Parameter screening is an important step in judging the influence level of parameters at an early stage of design. To analyze the influence of the 12 design parameters shown in Table 1 on overall performance, the parameter range was changed to 2k level; in this case, 4096 probability cases exist.
However, DOE can notably decrease the number with a bit of assumption. This study applied the 2k fractional factorial design, with 32 design sets of resolution level 4. The Y-value is the reference for analyzing the results in examining the influence of parameters. Standard values in fan functionality include static pressure rise and efficiency at the design flow rate.
Inverse design and CFD
The design parameter set decided by DOE were inserted into the inverse design program to get a converged shape. The designed shape is transformed into the input value for the turbomachinery specific grid generator (ANSYS CFX-TurboGrid v11); 80,000 structured grids were created for analysis.
Numerical analysis was carried out by ANSYS CFX-11, a commercial CFD code. The numerical domain included only the fluid flow regimes with one blade while taking periodic condition into consideration, as shown in Fig. 3. In the entrance and the exit, the meridional planes are extended in the axial direction.
Atmospheric pressure conditions were applied to the entrance and mass flow conditions to the exit. The blade and hub are set to rotating wall condition, and the stationary shroud to non-rotating wall condition. The tip clearance between the rotating blade and the case was not taken into consideration. Rises in static pressure and static efficiency at the flow rate of design conditions were calculated from the numerical analysis results and were used as the Y-value of DOE.

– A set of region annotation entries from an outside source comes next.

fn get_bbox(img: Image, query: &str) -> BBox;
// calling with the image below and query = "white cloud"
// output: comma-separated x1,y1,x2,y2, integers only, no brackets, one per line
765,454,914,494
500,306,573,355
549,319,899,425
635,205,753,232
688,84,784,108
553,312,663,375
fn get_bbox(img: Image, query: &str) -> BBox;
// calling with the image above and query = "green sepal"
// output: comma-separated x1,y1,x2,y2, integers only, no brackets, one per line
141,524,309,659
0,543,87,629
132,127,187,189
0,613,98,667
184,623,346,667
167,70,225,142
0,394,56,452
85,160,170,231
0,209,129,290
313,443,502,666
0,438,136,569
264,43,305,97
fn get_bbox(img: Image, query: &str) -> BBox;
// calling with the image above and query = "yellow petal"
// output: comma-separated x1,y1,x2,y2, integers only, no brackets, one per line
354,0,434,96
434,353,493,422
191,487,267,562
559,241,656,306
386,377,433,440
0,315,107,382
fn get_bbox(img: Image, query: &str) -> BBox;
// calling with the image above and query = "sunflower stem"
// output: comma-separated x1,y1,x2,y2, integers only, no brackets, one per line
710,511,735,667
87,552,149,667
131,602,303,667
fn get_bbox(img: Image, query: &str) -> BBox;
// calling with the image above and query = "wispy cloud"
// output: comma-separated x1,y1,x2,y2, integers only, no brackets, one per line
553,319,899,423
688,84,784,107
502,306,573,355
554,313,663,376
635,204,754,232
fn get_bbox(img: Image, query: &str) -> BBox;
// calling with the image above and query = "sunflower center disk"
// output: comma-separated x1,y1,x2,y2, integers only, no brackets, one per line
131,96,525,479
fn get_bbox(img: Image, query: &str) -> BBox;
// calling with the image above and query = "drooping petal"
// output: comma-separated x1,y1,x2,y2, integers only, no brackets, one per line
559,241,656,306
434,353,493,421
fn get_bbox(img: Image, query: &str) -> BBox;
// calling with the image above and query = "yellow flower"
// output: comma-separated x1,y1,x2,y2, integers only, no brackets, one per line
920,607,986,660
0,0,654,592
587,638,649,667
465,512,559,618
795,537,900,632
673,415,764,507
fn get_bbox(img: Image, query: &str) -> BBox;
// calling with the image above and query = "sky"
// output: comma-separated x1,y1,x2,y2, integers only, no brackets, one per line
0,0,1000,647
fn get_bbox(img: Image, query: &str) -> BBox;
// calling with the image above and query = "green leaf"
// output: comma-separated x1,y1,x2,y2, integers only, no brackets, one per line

Optimum design parameters were selected through parameter screening, and design set was chosen through RSM. A 3-parameter central composite method from response surface method was used and the cube model (CCC, central composite circumscribed) was applied. The cube model, in the case of the 3-parameter method, is where the parameter ranges are the vertexes of a hexahedron, and the range is increased until the circumscribed sphere meets the axis.
The overall design set consists of 20, including 5 sets of repeated central values. The set inserts the parameter values into the inverse design program in the same manner of screening DOE, then calculates the Y-value through CFD. The BEP (best efficiency point) flow rate was added to the Y-value to design the highest efficiency at design condition, along with rises in static pressure and static efficiency; the result is shown in Fig. 4.
When multiple Y-values exist, it is difficult to carry out an optimum design which meets the requirements of all values. If this is the case, the weighted value is added to the Y-value. In this study, not only functionality but also noise is an important issue, so the number of revolutions was decreased to aim for noise reduction.
For the final Y-value, the rise in static pressure and the flow rate of BEP was set to the maximum for the RSM design set, and a midpoint value for static efficiency. The weighted values for the Y-value were applied in the order of the rise of static pressure, efficiency maintenance, and flow rate at BEP. In the optimum design results of Fig. 4, the two parameters excluding shr slope show a curve effect. This can be interpreted as having an optimum value.
The overall desirability level at optimum design results is 0.76985 and the static pressure rise and BEP flow rate are both satisfactory, with the exception of efficiency. However in the case of desirability, although it is a reference for the satisfactory level of design requirements, a subjective.